Human genetics is undergoing an information explosion. The availability of chip-based technology facilitates the measurement of thousands of DNA sequence variation from across the human genome. The challenge is to sift through these high-dimensional datasets to identify combinations of interacting DNA sequence variations that are predictive of common diseases. The goal of this study is to develop and evaluate a genetic programming (GP) approach to attribute selection and classification in this domain. We simulated genetic datasets of varying size in which the disease model consists of two interacting DNA sequence variations that exhibit no independent effects on class (i.e. epistasis). We show that GP is no better than a simple random search when classification accuracy is used as the fitness function. We then show that including pre-processed estimates of attribute quality using Tuned ReliefF (TuRF) in a multi-objective fitness function that also includes accuracy significantly improves the performance of GP over that of random search. This study demonstrates that GP may be a useful computational discovery tool in this domain. This study raises important questions about the general utility of GP for these types of problems, the importance of data preprocessing, the ideal functional form of the fitness function, and the importance of expert knowledge. We anticipate this study will provide an important baseline for future studies investigating the usefulness of GP as a general computational discovery tool for large-scale genetic studies.

Ant Colony Optimization for Genome-Wide Genetic Analysis

In human genetics it is now feasible to measure large numbers of DNA sequence variations across the human genome. Given current knowledge about biological networks and disease processes it seems likely that disease risk can best be modeled by interactions between biological components, which can be examined as interacting DNA sequence variations. The machine learning challenge is to effectively explore interactions in these datasets to identify combinations of variations which are predictive of common human diseases. Ant colony optimization (ACO) is a promising approach to this problem. The goal of this study is to examine the usefulness of ACO for problems in this domain and to develop a prototype of an expert knowledge guided probabilistic search wrapper. We show that an ACO approach is not successful in the absence of expert knowledge but is successful when expert knowledge is supplied through the pheromone updating rule.
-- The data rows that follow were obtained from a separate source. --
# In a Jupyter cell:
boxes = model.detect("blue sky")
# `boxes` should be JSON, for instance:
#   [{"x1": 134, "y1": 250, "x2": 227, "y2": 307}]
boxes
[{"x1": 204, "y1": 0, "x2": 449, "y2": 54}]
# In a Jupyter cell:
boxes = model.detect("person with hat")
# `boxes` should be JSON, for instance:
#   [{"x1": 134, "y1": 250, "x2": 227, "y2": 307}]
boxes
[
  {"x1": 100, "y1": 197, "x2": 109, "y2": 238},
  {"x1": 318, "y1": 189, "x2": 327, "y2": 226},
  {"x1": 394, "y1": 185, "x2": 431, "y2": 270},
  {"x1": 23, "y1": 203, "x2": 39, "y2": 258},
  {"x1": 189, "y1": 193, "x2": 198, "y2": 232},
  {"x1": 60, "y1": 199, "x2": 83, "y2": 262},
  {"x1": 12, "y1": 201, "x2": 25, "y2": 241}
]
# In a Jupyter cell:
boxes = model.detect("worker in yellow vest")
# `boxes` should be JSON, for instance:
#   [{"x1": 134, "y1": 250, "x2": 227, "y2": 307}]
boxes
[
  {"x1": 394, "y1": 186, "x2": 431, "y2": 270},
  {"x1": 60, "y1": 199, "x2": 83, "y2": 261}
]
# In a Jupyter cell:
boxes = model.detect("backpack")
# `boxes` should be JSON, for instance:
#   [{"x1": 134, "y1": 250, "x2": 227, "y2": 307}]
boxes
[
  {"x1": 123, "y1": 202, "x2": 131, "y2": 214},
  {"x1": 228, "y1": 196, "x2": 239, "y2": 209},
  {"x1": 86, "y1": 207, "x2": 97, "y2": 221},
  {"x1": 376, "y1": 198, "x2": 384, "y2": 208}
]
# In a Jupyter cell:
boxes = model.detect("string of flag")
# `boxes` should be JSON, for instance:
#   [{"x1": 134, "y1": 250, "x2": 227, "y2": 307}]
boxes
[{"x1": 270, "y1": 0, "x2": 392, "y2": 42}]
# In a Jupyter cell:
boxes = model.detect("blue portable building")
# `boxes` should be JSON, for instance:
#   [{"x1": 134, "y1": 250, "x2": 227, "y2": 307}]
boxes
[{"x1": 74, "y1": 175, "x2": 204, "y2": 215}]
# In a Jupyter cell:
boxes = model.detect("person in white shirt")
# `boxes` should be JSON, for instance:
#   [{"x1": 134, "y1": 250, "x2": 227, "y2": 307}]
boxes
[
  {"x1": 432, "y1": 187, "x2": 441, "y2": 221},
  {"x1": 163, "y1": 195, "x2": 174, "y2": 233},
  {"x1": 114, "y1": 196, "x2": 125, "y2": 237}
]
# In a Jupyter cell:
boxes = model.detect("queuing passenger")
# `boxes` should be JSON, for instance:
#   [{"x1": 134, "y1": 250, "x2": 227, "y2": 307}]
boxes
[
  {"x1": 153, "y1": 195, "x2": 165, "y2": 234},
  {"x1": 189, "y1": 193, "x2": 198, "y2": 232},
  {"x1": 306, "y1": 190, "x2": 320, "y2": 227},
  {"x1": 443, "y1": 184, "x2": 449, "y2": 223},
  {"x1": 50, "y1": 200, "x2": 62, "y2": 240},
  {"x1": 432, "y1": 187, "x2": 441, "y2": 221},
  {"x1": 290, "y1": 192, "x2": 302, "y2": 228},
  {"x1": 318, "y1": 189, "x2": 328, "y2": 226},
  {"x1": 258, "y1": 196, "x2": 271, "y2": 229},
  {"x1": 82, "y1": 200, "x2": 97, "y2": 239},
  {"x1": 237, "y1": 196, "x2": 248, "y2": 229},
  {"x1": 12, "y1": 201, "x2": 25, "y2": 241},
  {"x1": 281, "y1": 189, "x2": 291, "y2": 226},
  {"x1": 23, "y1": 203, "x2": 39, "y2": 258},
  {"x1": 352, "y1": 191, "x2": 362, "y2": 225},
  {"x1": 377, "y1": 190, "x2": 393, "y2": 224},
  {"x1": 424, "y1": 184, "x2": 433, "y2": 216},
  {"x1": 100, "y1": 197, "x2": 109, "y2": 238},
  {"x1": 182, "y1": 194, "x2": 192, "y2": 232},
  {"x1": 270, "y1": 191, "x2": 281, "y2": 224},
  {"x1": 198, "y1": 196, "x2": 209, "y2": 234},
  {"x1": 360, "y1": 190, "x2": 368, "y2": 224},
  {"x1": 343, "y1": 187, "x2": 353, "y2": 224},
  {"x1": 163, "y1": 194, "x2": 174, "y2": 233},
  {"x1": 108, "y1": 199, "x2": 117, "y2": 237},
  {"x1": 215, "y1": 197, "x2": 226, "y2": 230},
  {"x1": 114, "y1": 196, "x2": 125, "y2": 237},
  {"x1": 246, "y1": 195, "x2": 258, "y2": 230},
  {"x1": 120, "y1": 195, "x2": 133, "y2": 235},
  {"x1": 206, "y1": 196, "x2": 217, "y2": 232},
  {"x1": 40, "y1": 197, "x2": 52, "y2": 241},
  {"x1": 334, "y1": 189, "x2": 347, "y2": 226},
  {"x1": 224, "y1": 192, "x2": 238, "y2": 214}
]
Symbolic Modeling of Epistasis

The workhorse of modern genetic analysis is the parametric linear model. The advantages of the linear modeling framework are many and include a mathematical understanding of the model fitting process and ease of interpretation. However, an important limitation is that linear models make assumptions about the nature of the data being modeled. This assumption may not be realistic for complex biological systems such as disease susceptibility where nonlinearities in the genotype to phenotype mapping relationship that result from epistasis, plastic reaction norms, locus heterogeneity, and phenocopy, for example, are the norm rather than the exception. We have previously developed a flexible modeling approach called symbolic discriminant analysis (SDA) that makes no assumptions about the patterns in the data. Rather, SDA lets the data dictate the size, shape, and complexity of a symbolic discriminant function that could include any set of mathematical functions from a list of candidates supplied by the user. Here, we outline a new five step process for symbolic model discovery that uses genetic programming (GP) for coarse-grained stochastic searching, experimental design for parameter optimization, graphical modeling for generating expert knowledge, and estimation of distribution algorithms for fine-grained stochastic searching. Finally, we introduce function mapping as a new method for interpreting symbolic discriminant functions. We show that function mapping when combined with measures of interaction information facilitates statistical interpretation by providing a graphical approach to decomposing complex models to highlight synergistic, redundant, and independent effects of polymorphisms and their composite functions. We illustrate this five step SDA modeling process with a real case-control dataset.